Stacey Modica

Mariner Watersports Judge

Stacey Modica has always loved and trained animals.  Her first childhood dog was a German Shepherd-Collie mix named Bear.  Stacey remembers intuitively  using positive reinforcement and her dog’s desire to please to motivate and train Bear. She had a great life with Bear.

As an adult, she let go of her childhood ways and she strayed from the path of positive training.  She was under the mistaken notion that she was learning from those who knew better than she did and she stopped training for a cooperative relationship and began training for obedience.  Many of her dogs thereafter were trained using “traditional” methods.  It wasn’t until she and her husband added their second dog, a German Shepherd Dog named Sasha, that Stacey realized her compulsion based training methods were negatively impacting her relationship with Sasha and increasing Sasha’s display of fear-based aggression.  Stacey bravely sought help from a professional trainer who showed her how to use a clicker and convinced her to return to her natural ability to connect and support her dogs with positive reinforcement based training methods.  Beginning again with Sasha and a clicker opened up a whole new world for Stacey.  She developed a more loving and close relationship with Sasha, an achievement that also benefited her next dog. 

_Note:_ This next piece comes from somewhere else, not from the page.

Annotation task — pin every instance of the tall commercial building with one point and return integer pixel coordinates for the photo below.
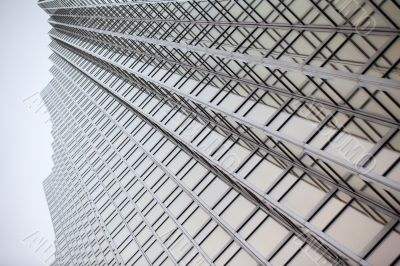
(225, 132)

By the time, Codi, a Greater Swiss Mountain Dog, came into her life Stacey discovered
how much fun exhibiting in  dog sports brought her .  With Codi, her first competition dog, she found a channel for her love of dogs, training, and socialization with others who shared her passions.  Today, Stacey trains and competes in Rally, Obedience, Agility, Carting, Canine Watersports.  Future plans include herding and tracking. 

In 2004, Stacey became the owner and manager of a dog grooming business, Pride N Groom, in New Jersey.  While this new business presents different challenges from her pervious corporate job, she has a greater degree of satisfaction at the end of the day.  She feels her approach to training works as well for grooming and she often finds that those canine clients who come to her as puppies are more comfortable and happy about being groomed, than adult dogs who come in with a different history with other   



“By using positive reinforcement methods I can develop my dog’s desire and drive to perform based on our relationship, rather than using force and punishment.  I find that teaching my dogs to THINK by shaping behaviors and capturing them as they happen, my dogs have more drive and desire to please and it challenges me to be more and more creative in my training.  This not only raises the bar for me, but it also keeps those training session fun for both myself and my dogs and it strengthens our emotional bond.  This is very important to me because I feel that if its not fun for either of us, its not worth doing.

Being able to interact daily with many different breeds on a daily basis as well as owning more than one type of breed has greatly improved my training as well as my understanding of dogs in general.  Living with and primarily training a herding breed is a lot different from training a working or a toy breed.  I’ve learned that while all dogs benefit from a positive approach, different breeds think and respond at a different rate and are motivated by different rewards.  I utilize many different tools in my  trainer’s toolbox besides using food or toys and praise as reinforcement.  The Premack Principle, shaping behaviors, daily exercise are just a few that have helped us earn titles in Rally, Agility and Canine Water Sports.

I found that training for water tasks has been different than other sports.  A strong obedience foundation is needed in every venue, but the drive and adrenaline that helps us build distance in agility didn’t apply during watersports that required distance.
  You can’t be successful in the water without a firm foundation of trained behaviors and putting these behaviors in the water helped me build a more creative approach to training.  But what I love the most about watersports is the deeper connection that has developed between my dogs and I.  The level of trust and communication that passes between us swimming together at eye level in the water is amazing.  Already being the center of all my dog’s world, water training has deepened our relationship and emotional connection to a whole new level.”  Stacey groomers.

Stacey Modica lives in Califon, New Jersey with her husband Keith and four dogs, German Shepherd, Sasha (b.1999),  Greater Swiss Mountain Dog, Codi, (b. 2002), Australian Shepherd, Gwen, (b. 2004) and Australian Shepherd, Zach, (b. 2006).

Stacey was appointed a CWS Judge in 2008.